Abstract paper a) This paper explores the almost unique way in which medieval Amalfitans recorded their family histories within charter evidence. The long name-strings in the documents are well known, but what can they tell us about the social realities behind the notarial practice? As part of a wider project on the place of Amalfitans within medieval Mediterranean history, I argue that the generational information within Amalfitan charters, material evidence and narrative sources can provide strong evidence for the manipulation of family histories as a means of gaining local prestige, and the name-strings themselves, if used with caution, can aid in locating Amalfitans further afield.

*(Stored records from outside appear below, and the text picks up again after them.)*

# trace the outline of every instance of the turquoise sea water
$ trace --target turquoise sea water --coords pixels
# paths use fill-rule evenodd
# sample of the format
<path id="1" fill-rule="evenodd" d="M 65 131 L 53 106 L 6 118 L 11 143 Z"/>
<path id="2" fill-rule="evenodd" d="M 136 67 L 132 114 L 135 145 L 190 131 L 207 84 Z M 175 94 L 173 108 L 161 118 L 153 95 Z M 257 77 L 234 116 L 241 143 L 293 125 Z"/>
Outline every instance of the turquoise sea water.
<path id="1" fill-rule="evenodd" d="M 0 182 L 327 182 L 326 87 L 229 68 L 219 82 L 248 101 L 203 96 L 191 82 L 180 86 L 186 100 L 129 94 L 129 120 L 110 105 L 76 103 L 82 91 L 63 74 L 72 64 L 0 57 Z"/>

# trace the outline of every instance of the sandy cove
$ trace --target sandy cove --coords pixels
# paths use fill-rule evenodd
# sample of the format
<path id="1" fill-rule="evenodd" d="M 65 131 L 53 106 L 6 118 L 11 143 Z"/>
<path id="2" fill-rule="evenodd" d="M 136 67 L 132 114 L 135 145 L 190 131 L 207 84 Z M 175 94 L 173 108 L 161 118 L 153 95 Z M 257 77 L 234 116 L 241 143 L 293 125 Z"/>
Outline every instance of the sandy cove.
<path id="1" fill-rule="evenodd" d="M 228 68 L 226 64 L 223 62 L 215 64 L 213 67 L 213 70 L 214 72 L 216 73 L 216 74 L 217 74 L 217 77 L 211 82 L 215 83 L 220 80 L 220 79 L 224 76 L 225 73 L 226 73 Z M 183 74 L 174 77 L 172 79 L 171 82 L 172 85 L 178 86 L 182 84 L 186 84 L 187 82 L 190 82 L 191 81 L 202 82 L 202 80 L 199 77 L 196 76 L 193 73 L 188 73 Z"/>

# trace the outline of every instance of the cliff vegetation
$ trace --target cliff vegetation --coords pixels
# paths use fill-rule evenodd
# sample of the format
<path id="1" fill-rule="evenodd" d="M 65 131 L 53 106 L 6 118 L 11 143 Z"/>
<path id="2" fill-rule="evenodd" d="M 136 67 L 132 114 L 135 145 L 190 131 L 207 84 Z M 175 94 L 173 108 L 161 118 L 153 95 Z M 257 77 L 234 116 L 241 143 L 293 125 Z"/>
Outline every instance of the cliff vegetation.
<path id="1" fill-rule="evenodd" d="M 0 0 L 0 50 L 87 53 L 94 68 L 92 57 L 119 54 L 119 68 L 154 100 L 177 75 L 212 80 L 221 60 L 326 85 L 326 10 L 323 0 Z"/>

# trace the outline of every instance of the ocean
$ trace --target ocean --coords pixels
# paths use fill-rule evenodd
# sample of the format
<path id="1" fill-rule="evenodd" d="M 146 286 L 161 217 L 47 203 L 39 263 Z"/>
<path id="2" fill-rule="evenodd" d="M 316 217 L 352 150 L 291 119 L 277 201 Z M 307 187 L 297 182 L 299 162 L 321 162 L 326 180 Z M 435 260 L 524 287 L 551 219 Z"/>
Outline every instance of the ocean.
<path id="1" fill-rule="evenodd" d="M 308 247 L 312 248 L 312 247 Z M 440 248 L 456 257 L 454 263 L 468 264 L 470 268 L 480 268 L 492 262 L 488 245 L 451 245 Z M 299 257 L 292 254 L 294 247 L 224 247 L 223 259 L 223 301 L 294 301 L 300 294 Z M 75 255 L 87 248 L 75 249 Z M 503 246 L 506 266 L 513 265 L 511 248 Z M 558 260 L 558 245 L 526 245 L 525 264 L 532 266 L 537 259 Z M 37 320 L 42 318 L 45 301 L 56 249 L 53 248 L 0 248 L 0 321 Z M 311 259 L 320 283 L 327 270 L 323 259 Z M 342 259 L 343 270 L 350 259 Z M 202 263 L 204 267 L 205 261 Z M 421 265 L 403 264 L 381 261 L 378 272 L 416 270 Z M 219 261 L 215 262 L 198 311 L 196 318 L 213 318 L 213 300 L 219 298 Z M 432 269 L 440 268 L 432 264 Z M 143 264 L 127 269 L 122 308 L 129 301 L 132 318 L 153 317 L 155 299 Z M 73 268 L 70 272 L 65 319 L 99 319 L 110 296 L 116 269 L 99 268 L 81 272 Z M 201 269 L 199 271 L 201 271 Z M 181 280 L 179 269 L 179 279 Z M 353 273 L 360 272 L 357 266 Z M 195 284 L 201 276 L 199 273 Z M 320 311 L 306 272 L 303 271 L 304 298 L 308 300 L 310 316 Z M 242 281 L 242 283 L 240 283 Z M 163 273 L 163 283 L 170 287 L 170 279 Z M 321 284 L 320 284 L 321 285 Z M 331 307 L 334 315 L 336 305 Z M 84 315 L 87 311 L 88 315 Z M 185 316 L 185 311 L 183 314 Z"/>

Paper b) The famed Auchinleck manuscript (Edinburgh, Advocates MS 19.2.1), often treated as a 'family library', contains numerous stories involving mysterious or problematic conceptions and births. What does the emphasis on this theme imply about its audiences? While these stories might be read by adults as a way of evoking, expressing, and resolving anxieties surrounding child-bearing, I argue further that this theme addresses younger members of a family by using anxieties of origins and lineage to teach children of gentry or upper merchant classes the significance of birthright, patrimony, religion, manners and education in creating their adult identities.

Paper c) The Holy Kinship – Christ’s extended family originating from the offspring of St Anne’s three marriages and comprising His grandparents, aunts, uncles and cousins – is a common apocryphal subject in English medieval art, featured in manuscripts, murals and stained glass.
Using several important examples, this paper will explore two key aspects of this theme. Firstly, what part patrons’ own family connections, especially those spanning several generations, played in the selection of the subject; secondly, what the various depictions reveal about medieval attitudes to young and old family members and their relationship to each other.